25 things you might not have known about the Channel Tunnel
To mark the 25th anniversary of the opening of the Channel Tunnel, here are 25 facts about the modern engineering marvel.
1. The Channel Tunnel is 31.4 miles long, making it the 13th longest tunnel in use (the longest is the Delaware Aqueduct, at 85.1 miles), and the fourth longest used by rail passengers. It has the longest undersea portion of any tunnel in the world (23.5 miles).
2. The project cost £4.65 billion (equivalent to £12 billion today), 80 per cent more than expected. Construction took six years (1988-1994).

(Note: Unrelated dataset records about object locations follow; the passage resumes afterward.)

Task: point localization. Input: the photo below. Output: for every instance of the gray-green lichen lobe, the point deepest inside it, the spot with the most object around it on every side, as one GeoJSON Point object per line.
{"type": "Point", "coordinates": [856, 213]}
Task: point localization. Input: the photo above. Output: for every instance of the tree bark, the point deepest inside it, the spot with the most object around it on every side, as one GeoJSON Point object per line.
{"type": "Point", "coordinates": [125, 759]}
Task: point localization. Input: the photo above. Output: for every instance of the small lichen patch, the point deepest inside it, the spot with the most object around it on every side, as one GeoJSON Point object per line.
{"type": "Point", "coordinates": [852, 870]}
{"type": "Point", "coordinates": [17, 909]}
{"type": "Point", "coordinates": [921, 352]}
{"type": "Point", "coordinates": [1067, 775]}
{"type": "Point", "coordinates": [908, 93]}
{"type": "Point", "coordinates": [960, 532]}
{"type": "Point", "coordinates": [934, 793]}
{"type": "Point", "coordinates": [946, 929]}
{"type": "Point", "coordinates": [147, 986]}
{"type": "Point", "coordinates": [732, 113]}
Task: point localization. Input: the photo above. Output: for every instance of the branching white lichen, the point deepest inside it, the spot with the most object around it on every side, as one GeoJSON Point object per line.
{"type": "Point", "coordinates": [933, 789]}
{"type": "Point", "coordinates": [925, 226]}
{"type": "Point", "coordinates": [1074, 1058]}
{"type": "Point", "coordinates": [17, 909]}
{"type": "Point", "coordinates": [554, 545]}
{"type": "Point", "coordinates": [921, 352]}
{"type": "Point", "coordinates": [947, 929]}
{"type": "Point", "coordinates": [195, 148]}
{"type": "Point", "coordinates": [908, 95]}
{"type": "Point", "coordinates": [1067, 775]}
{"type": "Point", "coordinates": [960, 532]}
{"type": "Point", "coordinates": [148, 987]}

3. It was recognised as one of the “Seven Wonders of the Modern World” by the American Society of Civil Engineers, alongside the Empire State Building, the Itaipu Dam in South America, the CN Tower in Toronto, the Panama Canal, the North Sea protection works in the Netherlands, and the Golden Gate Bridge in San Francisco.
4. The first proposal for a tunnel under the Channel was put forward by Albert Mathieu, a French engineer – it included an artificial island half-way across for changing horses. Further proposals were considered by Napoleon III in 1856 and William Gladstone in 1865, while David Lloyd George brought up the idea at the Paris Peace Conference of 1919.